Shared Multi-Host Storage for Docker and Data Volumes

Kevin Maschke · Jul 13, 2017

Hi!

I'm trying to come up with a design for a initially small-medium infrastructure that uses docker and shared multi-host storage, but I'm not entirely sure which option would suite best or be the most feasible...

I apologise if this is not the right forum for this thread, and if it should better go into the Docker forum...

The idea is to setup a Docker infrastructure with access to a shared storage on which all images, data and shared configuration files are to be stored.

Initially we would have 4 hosts, in two different locations/DCs (two hosts in each DC), and maybe in the future we'd add more. And we need all 4 hosts and all containers on these to have access to the same storage (using Data Volumes).

This storage is to store the following:

Docker images. The idea is to have one image on the storage, and be able to deploy multiple containers from the same image, avoiding the need to create the image multiple times.
Common/Static config files. The idea is that for some apps and containers running the same app, we have one set of configuration files on the storage, and all apps on the containers read the configuration from there. This way if we need to do a change to the configuration, we can change it just once to affect all apps on all containers.
Application Data. The idea is that Data generated by/within the apps is also stored on the shared storage, and accessible by other containers running the same app.

We've thought of two different ways of doing this:

Using a High Availability (HA) NFS server.
The idea would be to have either A) one NFS server in each DC, making one primary and replicating it on the other one, or B) two NFS servers in each DC, were Server A replicated Server B in DC1, and this is replicated to DC2.

HANFS Option A

HANFS Option B

Using Ceph
The idea would be to have either A) the Docker hosts setup as described initially, and another set of servers across the DCs to run Ceph, and have the Docker hosts and containers mount the location, or B) configure the Docker hosts to also run Ceph on a separate disk/partition.

Ceph Option A

The Ceph Option B is the one which seems best to us.

Ceph Option B

The storage would be setup in the following way:

Ceph Option B Storage Design

What do you guys think? Do you believe this is a viable option? Any better idea? Has anyone tried/done something like this?

Any comment/suggestion will be appreciated!

Thanks,
Kevin.

Evan · Jul 13, 2017

How is the link between the DC's in terms of latency and throuput ?
This type of setup can be difficult in 2 DC's connected with private dark fiber, over the internet with vpn's etc I am not sure you will win with ceph even if it looks like the best solution in many ways.

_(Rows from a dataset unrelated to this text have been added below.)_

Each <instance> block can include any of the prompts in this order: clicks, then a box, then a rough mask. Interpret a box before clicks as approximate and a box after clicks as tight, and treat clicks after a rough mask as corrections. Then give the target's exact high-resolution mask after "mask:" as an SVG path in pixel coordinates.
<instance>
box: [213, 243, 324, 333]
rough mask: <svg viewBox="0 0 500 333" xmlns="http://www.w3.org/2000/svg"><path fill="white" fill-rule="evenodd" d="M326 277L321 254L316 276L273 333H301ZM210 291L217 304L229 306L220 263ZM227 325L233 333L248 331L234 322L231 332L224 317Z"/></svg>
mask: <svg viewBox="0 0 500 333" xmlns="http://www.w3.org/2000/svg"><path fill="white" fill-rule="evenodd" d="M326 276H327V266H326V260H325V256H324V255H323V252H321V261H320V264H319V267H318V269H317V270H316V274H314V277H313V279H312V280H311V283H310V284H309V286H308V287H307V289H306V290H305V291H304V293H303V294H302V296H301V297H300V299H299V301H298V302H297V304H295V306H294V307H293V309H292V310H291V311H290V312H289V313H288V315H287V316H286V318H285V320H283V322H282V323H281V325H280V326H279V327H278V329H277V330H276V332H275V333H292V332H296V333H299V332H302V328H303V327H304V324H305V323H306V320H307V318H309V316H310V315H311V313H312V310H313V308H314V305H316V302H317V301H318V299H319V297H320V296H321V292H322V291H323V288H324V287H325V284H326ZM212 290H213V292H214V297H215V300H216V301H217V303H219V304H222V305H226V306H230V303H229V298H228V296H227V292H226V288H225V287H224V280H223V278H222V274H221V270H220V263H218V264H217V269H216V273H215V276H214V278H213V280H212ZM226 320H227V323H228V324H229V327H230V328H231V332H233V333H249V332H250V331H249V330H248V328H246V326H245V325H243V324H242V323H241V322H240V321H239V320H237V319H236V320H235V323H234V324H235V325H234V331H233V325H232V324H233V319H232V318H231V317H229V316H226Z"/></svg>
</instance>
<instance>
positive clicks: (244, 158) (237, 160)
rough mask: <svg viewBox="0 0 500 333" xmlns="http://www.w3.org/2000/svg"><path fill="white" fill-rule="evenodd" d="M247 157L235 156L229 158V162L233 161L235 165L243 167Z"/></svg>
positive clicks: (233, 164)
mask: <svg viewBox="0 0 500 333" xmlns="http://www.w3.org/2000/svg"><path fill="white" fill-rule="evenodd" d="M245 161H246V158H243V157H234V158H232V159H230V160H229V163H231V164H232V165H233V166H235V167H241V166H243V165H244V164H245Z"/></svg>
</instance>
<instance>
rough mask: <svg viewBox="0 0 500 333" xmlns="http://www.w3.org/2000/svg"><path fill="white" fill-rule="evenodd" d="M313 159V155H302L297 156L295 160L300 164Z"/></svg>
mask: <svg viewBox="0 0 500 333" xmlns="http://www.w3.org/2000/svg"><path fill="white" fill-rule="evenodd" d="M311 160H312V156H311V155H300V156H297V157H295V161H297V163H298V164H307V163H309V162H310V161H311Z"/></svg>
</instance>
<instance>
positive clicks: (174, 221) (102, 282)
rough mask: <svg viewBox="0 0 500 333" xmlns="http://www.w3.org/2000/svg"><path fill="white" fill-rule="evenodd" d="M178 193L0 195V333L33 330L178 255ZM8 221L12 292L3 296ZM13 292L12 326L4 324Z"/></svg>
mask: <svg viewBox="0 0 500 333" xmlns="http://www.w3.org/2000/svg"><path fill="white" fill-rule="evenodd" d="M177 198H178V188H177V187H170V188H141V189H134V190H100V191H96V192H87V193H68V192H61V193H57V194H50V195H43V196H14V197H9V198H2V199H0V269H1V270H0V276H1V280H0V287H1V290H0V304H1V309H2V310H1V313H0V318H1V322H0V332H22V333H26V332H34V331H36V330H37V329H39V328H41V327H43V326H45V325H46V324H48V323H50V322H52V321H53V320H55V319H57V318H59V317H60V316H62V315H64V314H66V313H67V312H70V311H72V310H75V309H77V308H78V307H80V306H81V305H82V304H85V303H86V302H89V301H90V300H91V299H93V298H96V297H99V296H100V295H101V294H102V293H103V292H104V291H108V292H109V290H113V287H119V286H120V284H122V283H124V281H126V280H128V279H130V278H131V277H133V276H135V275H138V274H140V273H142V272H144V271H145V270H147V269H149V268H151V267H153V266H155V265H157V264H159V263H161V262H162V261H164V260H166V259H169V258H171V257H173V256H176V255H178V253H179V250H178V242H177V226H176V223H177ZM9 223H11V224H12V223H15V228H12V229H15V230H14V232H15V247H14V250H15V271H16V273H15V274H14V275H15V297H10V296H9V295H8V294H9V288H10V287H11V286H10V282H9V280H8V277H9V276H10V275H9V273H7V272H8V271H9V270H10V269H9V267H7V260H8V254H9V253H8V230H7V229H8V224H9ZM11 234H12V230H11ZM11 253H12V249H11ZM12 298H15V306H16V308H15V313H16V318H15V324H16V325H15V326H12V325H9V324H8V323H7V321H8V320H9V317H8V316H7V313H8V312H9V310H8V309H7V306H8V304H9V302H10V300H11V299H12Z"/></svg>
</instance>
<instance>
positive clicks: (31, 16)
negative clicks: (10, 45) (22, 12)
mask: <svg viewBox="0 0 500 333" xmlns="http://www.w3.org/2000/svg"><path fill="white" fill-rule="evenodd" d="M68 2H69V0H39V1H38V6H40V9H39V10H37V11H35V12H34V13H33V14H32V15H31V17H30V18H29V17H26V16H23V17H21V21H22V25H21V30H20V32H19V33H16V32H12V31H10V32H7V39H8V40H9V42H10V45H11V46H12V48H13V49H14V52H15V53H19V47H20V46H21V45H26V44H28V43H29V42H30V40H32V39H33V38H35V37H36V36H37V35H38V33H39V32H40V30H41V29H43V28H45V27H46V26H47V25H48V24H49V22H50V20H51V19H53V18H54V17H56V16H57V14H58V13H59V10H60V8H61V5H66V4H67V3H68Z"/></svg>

Kevin Maschke · Jul 13, 2017

Evan said:
How is the link between the DC's in terms of latency and throuput ?
This type of setup can be difficult in 2 DC's connected with private dark fiber, over the internet with vpn's etc I am not sure you will win with ceph even if it looks like the best solution in many ways.

Thanks for your response Evan!

The link between DC's is... let's say "normal". It's not a 10Gbs link, hell, not even 1Gbs. That is one of the thinks I had in mind too when I started looking into this. In our case it would be a case of setting it up and testing it to see if it is usable or if we have to think about either improving connectivity, or changing the plan.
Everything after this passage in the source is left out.